TYGR

Type Inference on Stripped Binaries using Graph Neural Networks

TYDA data set

This dataset contains C and C++ binaries from Gentoo Linux, each compiled with one of four different compiler optimization flags: O0, O1, O2, and O3. Each set of binaries for a specific optimization level is associated with a .json file named C_CPP_binaries_{opt}.json, where opt represents the optimization level (O0, O1, O2, or O3). These JSON files include metadata about the binary, such as the language, whether it has inline functions or dwarf info, among other details.

Please find the rest of TYDA C binaries here. c binaries.

Setup

Make sure you install torch, torch_geometric, pyvex, and elftools. It is recommended that you use conda to manage your environment. CUDA is supported during the training and testing process.
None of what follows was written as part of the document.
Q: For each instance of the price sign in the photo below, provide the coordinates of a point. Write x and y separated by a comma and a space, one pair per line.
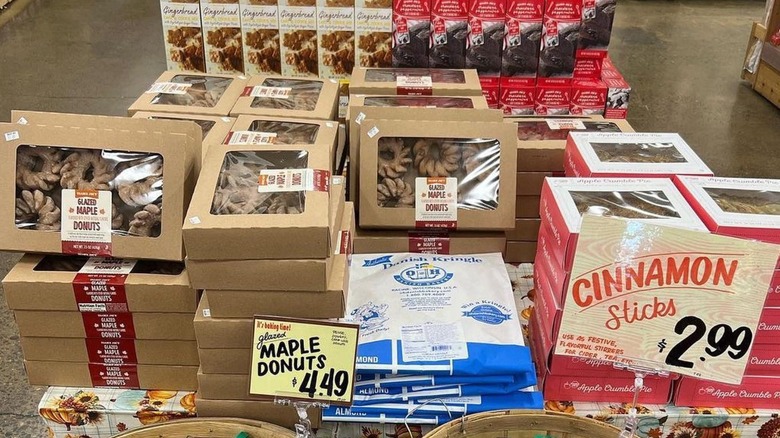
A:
678, 300
299, 359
To use the provided environment.yml, please use

conda env create -f environment.yml

This will create a conda environment called TYGR. You can then call

conda activate TYGR

to activate it. It is expected that you may need to install different versions of the above libraries (e.g. torch_geometric). In this case, you should manually install the dependencies.

How to use

Please find trained models in model folder.

1. Dataset Generation

To test a model or train a new model, first try to generate dataset from binaries:

./TYGR datagen PATH/TO/YOUR/BINARY DATASET.pkl

Make sure the binaries being used in this stage is properly compiled with DWARF information available.

Note that one can specify a --method flag which defaults to glow, representing our best model. To try out other methods like Transformer or BiLSTM, you should feed another flag to the datagen process to generate data suitable for the corresponding method.
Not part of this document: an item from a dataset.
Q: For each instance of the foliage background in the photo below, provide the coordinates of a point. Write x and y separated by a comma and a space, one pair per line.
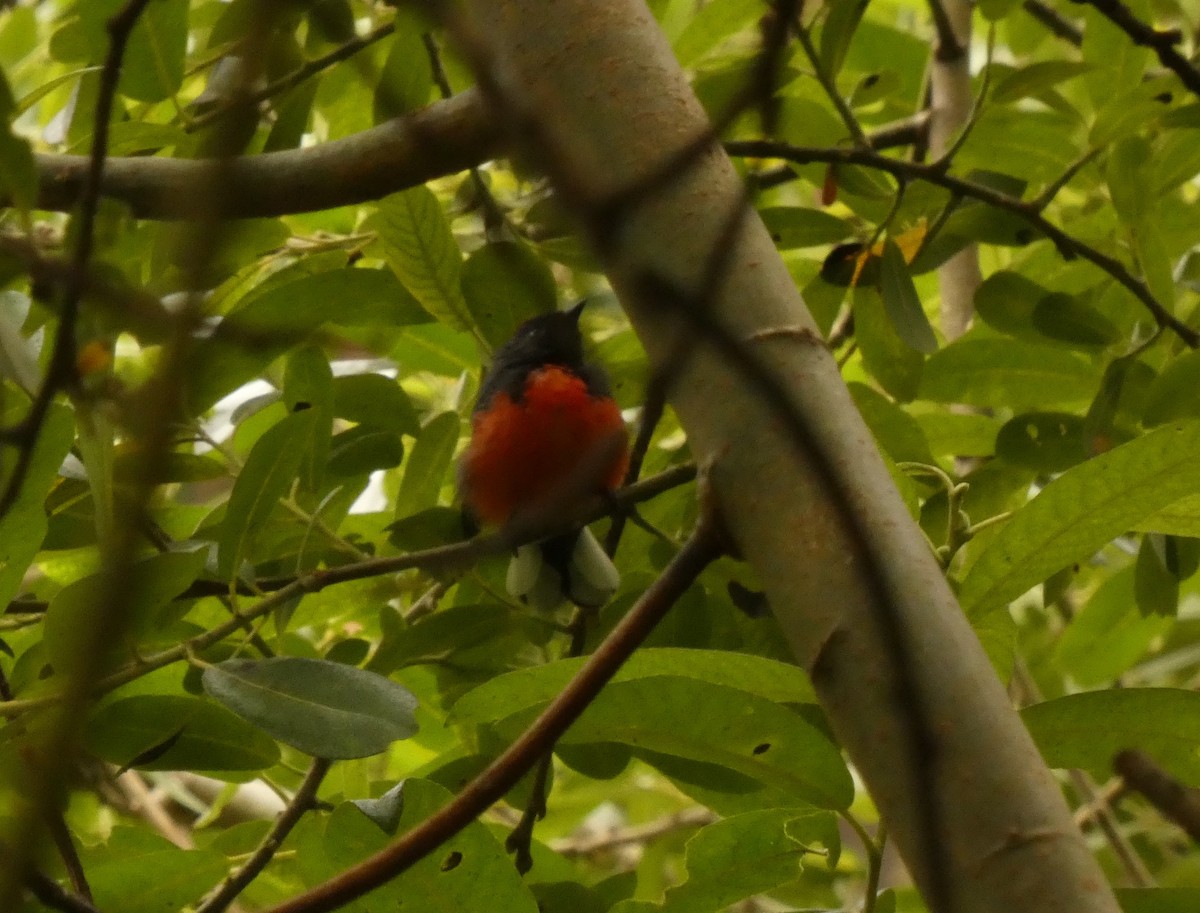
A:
1073, 545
If the binaries are larger than 1MB I would suggest to run in parallel mode since ANGR is slow. You should be able to specify the number of processors in src/methods/glow/datagen.py. Be careful about the memory usage as ANGR may explode your memory.
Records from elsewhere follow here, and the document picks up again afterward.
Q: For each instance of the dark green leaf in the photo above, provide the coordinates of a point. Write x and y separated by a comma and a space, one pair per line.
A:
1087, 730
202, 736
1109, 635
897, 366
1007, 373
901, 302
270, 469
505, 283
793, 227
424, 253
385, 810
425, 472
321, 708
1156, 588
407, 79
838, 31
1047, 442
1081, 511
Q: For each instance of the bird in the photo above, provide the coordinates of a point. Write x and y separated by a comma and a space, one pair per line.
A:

You can combine different datasets by using the datamerge command:

./TYGR datamerge DATASET1.pkl DATASET2.pkl -o MERGED.pkl

Then you can use scripts/split_model_pkl.py to parse the dataset for MODEL_base and MODEL_struct.

Lastly, you can split the dataset into training, validation, and testing sets

./TYGR datasplit MERGED.pkl --train TRAIN.pkl --validation VALID.pkl --test TEST.pkl

By default, we use 80% of the data on training, 10% for validation and 10% for testing. You can change this by feeding more command line flags. Please consult ./TYGR datasplit --help for more information.

2. Training & Testing

You can train a new model given that you have the dataset setup. Then you should use

./TYGR train TRAIN.pkl VALID.pkl -o MODEL.model

Make sure you feed a desired --epoch, --lr, and --method. The training won't take very long for our default (best) model. The best model, as determined by the validation set, will be stored along the way, named MODEL.model.best. The final model will be stored using the provided name.

To test the trained model, simply do

./TYGR test MODEL.model TEST.pkl

where TEST.pkl is the testing dataset and the MODEL.model is the trained model generated by the training process. If --method is specified during datagen and training phases, make sure you pass in the same flag for testing as well.

Function deduplication

TYDA data set still contains duplicate functions.

Please use the scripts/angr_func_hash.py to get the list of duplicate functions, every function in the same hash are duplicate functions.

During datamerge, skip functions in the duplicate list.